The Buried Medieval Jewish Treasure of Colmar https://mosaicmagazine.com/picks/history-ideas/2019/07/the-buried-medieval-jewish-treasure-of-colmar/

July 23, 2019 | Diane Cole
About the author: Diane Cole is the author of the memoir After Great Pain: A New Life Emerges. Her writing has appeared in the New York Times, the Wall Street JournalNPR online, and elsewhere, and she serves as the books columnist for Psychotherapy Networker.

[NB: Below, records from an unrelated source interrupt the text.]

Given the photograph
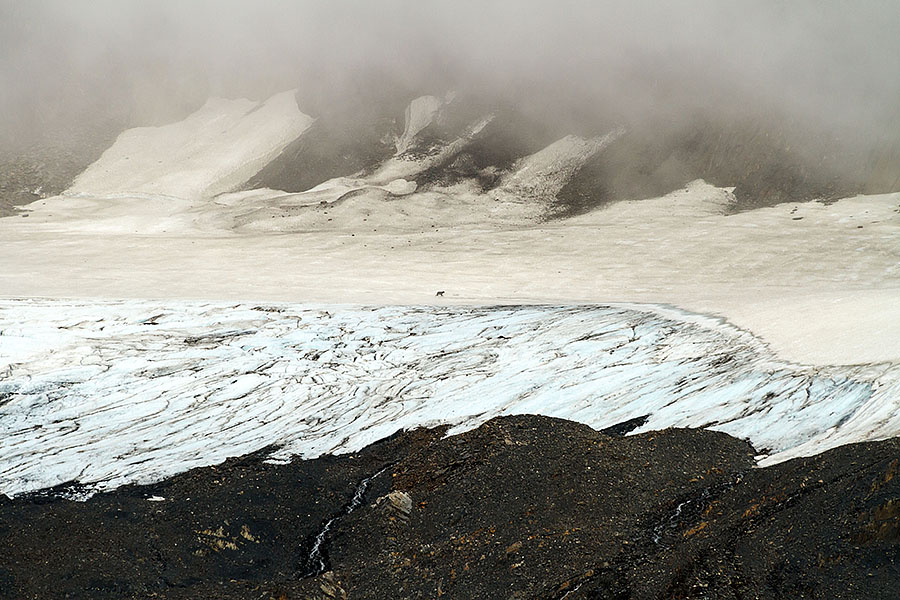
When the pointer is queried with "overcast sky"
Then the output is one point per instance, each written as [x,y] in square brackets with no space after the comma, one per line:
[833,61]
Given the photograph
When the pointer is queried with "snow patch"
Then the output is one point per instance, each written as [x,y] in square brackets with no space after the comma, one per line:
[213,151]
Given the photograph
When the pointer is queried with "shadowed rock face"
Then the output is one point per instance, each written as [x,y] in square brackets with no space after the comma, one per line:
[767,157]
[522,507]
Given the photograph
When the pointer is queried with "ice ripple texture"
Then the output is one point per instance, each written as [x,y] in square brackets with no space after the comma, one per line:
[108,393]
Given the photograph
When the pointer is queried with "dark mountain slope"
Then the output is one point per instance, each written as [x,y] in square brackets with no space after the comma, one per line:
[523,507]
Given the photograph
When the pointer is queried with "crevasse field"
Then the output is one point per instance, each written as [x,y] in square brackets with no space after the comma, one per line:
[157,316]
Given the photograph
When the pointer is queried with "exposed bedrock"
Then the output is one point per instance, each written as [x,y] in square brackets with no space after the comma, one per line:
[522,507]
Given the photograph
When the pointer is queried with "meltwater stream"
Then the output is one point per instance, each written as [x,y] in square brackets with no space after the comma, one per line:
[108,393]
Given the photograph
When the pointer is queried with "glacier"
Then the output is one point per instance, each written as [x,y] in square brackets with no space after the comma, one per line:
[113,392]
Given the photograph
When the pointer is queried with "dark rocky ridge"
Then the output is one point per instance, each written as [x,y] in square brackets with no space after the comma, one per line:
[523,507]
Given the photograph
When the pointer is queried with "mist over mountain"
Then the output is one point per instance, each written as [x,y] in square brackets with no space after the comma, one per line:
[785,101]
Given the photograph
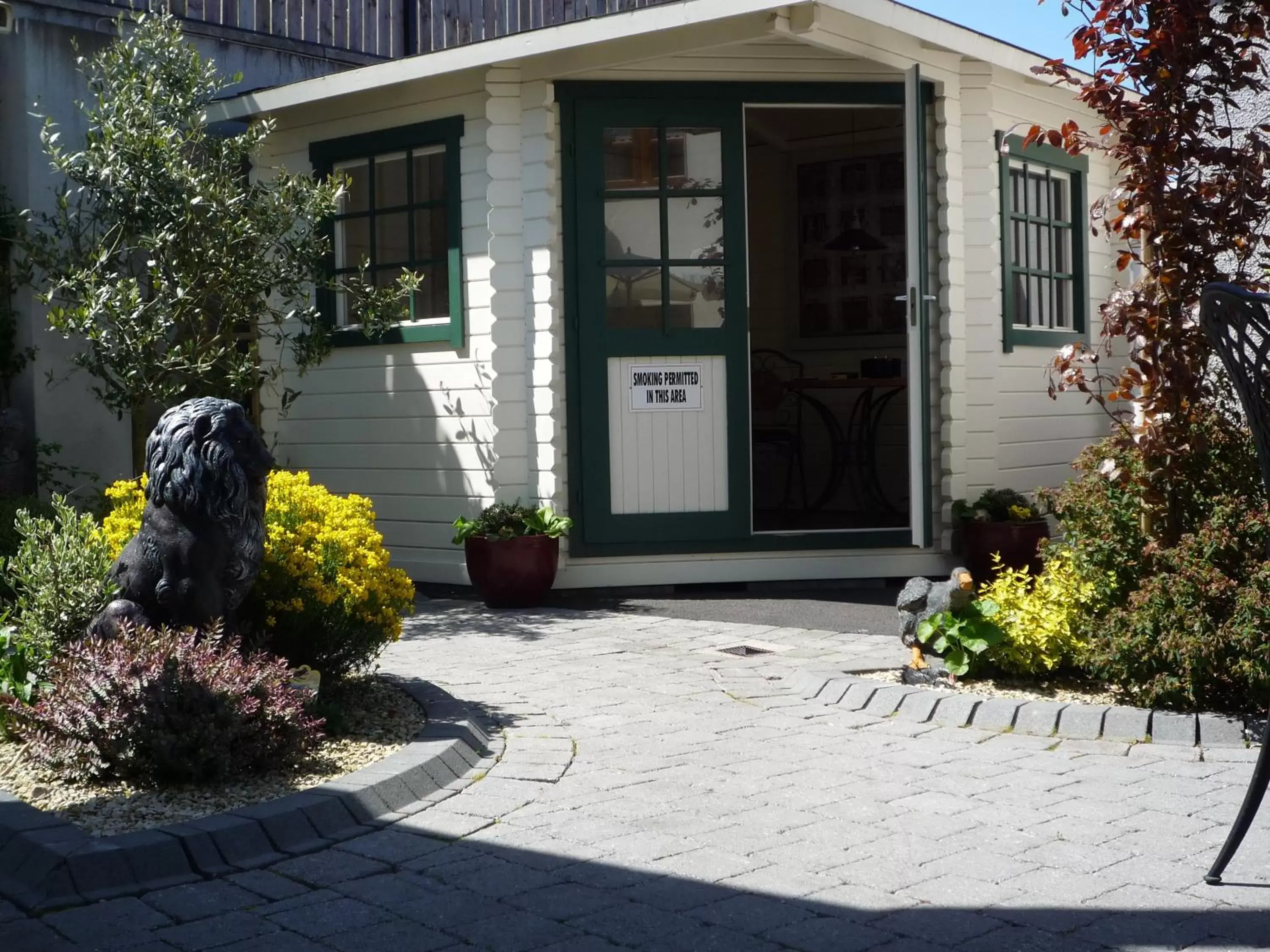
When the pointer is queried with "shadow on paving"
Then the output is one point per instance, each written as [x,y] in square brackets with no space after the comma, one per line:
[411,893]
[822,608]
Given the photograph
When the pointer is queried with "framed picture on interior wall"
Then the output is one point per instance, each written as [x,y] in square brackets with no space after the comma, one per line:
[814,228]
[813,181]
[891,220]
[891,173]
[854,178]
[814,320]
[854,271]
[893,267]
[855,315]
[816,273]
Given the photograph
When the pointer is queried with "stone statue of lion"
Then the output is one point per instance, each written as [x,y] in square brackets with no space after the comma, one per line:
[202,531]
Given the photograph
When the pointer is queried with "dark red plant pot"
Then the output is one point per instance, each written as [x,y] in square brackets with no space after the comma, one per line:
[512,573]
[1016,542]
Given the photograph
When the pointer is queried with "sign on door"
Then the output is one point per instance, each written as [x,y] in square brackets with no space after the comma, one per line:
[666,388]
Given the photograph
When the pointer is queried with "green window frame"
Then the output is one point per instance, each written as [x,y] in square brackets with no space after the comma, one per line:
[408,144]
[1044,266]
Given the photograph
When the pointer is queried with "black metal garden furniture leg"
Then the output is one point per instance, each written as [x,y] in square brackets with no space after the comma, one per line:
[1248,810]
[1237,322]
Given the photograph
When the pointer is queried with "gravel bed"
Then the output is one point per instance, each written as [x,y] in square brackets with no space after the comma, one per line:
[379,720]
[1060,688]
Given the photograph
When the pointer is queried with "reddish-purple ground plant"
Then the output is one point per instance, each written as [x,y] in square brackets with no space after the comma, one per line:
[162,706]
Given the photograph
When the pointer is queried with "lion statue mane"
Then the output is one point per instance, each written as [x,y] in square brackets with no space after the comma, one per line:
[202,531]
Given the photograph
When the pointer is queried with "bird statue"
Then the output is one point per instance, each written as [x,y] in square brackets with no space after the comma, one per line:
[921,598]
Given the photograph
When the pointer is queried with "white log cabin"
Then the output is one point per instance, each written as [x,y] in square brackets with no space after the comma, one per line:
[752,291]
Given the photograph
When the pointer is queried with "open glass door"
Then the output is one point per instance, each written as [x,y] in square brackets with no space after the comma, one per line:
[919,299]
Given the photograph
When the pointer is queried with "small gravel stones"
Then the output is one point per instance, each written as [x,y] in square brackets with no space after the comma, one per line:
[379,719]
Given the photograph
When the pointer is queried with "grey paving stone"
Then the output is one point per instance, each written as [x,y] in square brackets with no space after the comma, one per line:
[996,714]
[399,935]
[828,935]
[130,919]
[328,867]
[886,700]
[268,885]
[216,931]
[859,695]
[1220,732]
[920,705]
[392,846]
[1126,724]
[1039,718]
[957,711]
[200,899]
[514,931]
[563,900]
[834,691]
[1170,728]
[32,936]
[1082,721]
[751,914]
[329,918]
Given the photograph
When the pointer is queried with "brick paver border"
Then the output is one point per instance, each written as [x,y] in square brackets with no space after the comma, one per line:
[1046,719]
[50,864]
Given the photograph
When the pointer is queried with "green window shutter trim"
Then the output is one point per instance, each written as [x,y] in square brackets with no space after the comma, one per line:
[440,132]
[1079,169]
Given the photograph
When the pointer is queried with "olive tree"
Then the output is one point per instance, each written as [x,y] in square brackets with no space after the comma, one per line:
[163,257]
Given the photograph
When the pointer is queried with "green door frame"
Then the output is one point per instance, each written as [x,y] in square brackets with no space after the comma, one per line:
[667,534]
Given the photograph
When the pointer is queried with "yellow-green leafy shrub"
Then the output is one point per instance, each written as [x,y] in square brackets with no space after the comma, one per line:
[1037,614]
[327,594]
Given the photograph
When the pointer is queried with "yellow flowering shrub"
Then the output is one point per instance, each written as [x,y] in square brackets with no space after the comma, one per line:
[327,594]
[1037,615]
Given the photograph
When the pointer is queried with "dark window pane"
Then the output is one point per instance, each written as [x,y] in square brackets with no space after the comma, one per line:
[392,239]
[390,181]
[694,158]
[696,297]
[1022,300]
[633,299]
[633,229]
[632,158]
[431,237]
[430,176]
[352,242]
[695,228]
[357,198]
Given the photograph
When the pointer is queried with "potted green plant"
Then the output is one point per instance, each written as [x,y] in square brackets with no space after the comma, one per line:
[1004,522]
[512,553]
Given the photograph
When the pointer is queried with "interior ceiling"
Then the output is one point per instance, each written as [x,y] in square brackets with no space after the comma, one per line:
[792,129]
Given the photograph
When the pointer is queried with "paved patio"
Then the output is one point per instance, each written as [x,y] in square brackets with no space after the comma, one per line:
[660,795]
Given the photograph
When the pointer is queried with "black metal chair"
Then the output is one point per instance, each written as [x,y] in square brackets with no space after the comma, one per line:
[778,413]
[1237,322]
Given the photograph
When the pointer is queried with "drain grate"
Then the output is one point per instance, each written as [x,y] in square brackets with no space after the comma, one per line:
[745,650]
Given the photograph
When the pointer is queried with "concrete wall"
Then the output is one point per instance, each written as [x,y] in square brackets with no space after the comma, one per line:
[39,75]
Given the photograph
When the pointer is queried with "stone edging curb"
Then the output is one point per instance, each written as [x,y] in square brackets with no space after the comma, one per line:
[1046,719]
[50,864]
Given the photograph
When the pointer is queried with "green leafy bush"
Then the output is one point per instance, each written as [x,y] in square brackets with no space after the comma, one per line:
[962,638]
[1035,615]
[512,520]
[59,578]
[1176,617]
[164,707]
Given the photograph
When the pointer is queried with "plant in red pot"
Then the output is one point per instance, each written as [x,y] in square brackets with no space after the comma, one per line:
[512,553]
[1004,522]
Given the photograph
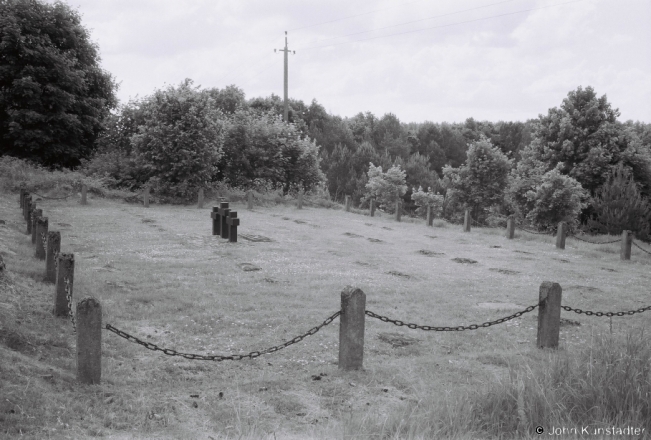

Currently in France, but until the 17th century belonging to the Holy Roman Empire, the territory known as Alsace lies in the center of the original heartland of Ashkenazi Jewry and includes some of Europe’s oldest Jewish communities. A buried Jewish treasure found in the Alsatian town of Colmar and dating to the early 14th century is now on display in the Cloisters museum in upper Manhattan. Diane Cole writes in her review of the exhibit:

In 1863, workmen at a Colmar confectionary shop situated on a street once called “Rue des Juifs” (Street of the Jews) chipped a hole into a mortared wall, reached inside, and pulled out a terracotta pot filled with a collection of precious jewels, rings, a colorful brooch, decorative buttons and belt buckles, a miniature silver key, coins, and other objects.

A major clue to the original owners’ being Jewish is the most exquisite artifact in the cache: a gold Jewish ceremonial ring topped with a miniature rendition of the lost Temple in Jerusalem. An engraved Hebrew inscription reads mazal tov.

Sleuths should also seek out another object that points to the cache having once belonged to a Jewish family: a tiny silver key [comparable] to a delicate “Tiffany” key, to be worn as . . . a small accessory. . . . Jewish observance prohibits carrying money and valuables beyond the household on the Sabbath, [while] wearing jewelry is allowed. The key would have been used to lock up the box, which would have been kept at home. With important objects thus safeguarded, the wearer of the key could feel comfortable going outside on the Sabbath, whether to synagogue or to visit members of the community.

In the mid-14th century, the Black Death swept through Europe, provoking murderous pogroms and expulsions of Jews. Most likely, writes Cole, the owner of the treasure hid the cache to protect it from plunder, and never returned.